The Committee pulls no punches in placing the blame for the outcome at the feet of former owner Philip Green, who sold BHS for £1 in March 2015; new owner Dominic Chappell, a former bankrupt who took over running the firm; and all the company’s highly paid advisers.
“The demise of BHS was the result of a series of bad business decisions and personal greed,” it said.
However, the Committee went on to note that: “In an environment of rising longevity, interest rates close to zero and intense international competition, defined benefit pension liabilities accumulated in a different age can appear burdensome and unaffordable.”
It stated that, while there may be a case for stronger and more proactive regulation as a result of the BHS catastrophe, what will be needed is a better balance between achieving this goal and enabling otherwise viable companies to continue to operate.
“The jobs of those currently in employment are inevitably in some competition with the pension entitlements of their forebears. Investigating how to secure a fair and sustainable settlement will be at the centre of the Work and Pensions Committee’s ongoing inquiry,” it said.
BHS not alone
The pensions industry has largely welcomed the proposal for an ongoing inquiry into defined benefit pension plans, which comes nearly 25 years after Robert Maxwell jumped off a boat offshore from the Canary Islands after plundering his company’s DB pension fund.
“It’s worth remembering that BHS is by no means alone in allowing a significant deficit to grow while paying out dividends to shareholders,” said AJ Bell’s senior analyst Tom Selby.
There are estimated to be over 6,000 defined benefit (DB) schemes in the UK, with 11 million members and over £1trn of assets.
Selby noted that 54 FTSE 100 companies paid out £48bn in dividends in each of the past two years – almost equal to the £52bn combined deficit of the schemes in 2014.
“The Committee’s pledge to investigate deeper issues facing DB schemes from a ‘pro-capitalism’ perspective can only be a good thing. But policymakers will ultimately be faced with a grim set of choices,” Selby said.
“Restricting dividends for companies with deficits, for example, risks making the problem worse as businesses could be starved of the investment they need to grow, generate cash and profits, and ultimately fund their pension promises.

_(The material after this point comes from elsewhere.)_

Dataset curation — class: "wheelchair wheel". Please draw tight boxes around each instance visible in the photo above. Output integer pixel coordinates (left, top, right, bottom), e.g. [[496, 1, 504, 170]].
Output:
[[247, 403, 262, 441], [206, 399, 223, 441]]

“If The Pensions Regulator takes a tougher stance on deficit recovery plans it would force firms to redirect cash to funding historic pension promises, rather than investing for growth, while allowing firms to cut back accrued rights would have a potentially devastating effect on trust in the system.”
Better funding pointless
Graham Vidler, director of external affairs at the Pensions and Lifetime Savings Association, (PLSA), said the BHS report drew attention to the fact that even the most supportive sponsoring employers find themselves making very difficult choices about how best to balance the interests of their DB scheme and the wider business which supports the scheme, its members and many other employees.
Vidler welcomed the committee’s decision to focus on whether the balance in the regulatory framework between adequate protection and strong enough recourse for schemes and trustees was the right one for the future.
“It is important to recognise that over the last decade employers have put a record amount of money into DB schemes generally but this has made little impact on funding levels because the challenges facing schemes are complex and varied,” he said.
Vidler added that the PLSA’s own Defined Benefit Taskforce has some proposed solutions and will share its work and findings with the Work and Pensions Select Committee
“We believe these will be helpful to the wider inquiry into DB schemes the committee has planned.”
Time kay be tight
Tom McPhail, head of retirement policy at Hargreaves Lansdown noted that the committee may also be facing a tight time scale to produce its recommendations on DB schemes.
“The possibility of an economic slowdown and increasing inflation could exacerbate an already unsustainable mismatch between the promises made to some scheme members and the ability of sponsoring employers ever to pay for those promises,” he said.
“There is an urgent need to take a step back and look at how best to meet the competing demands of all the parties involved. This should be an urgent priority for the new pensions minister,” McPhail said.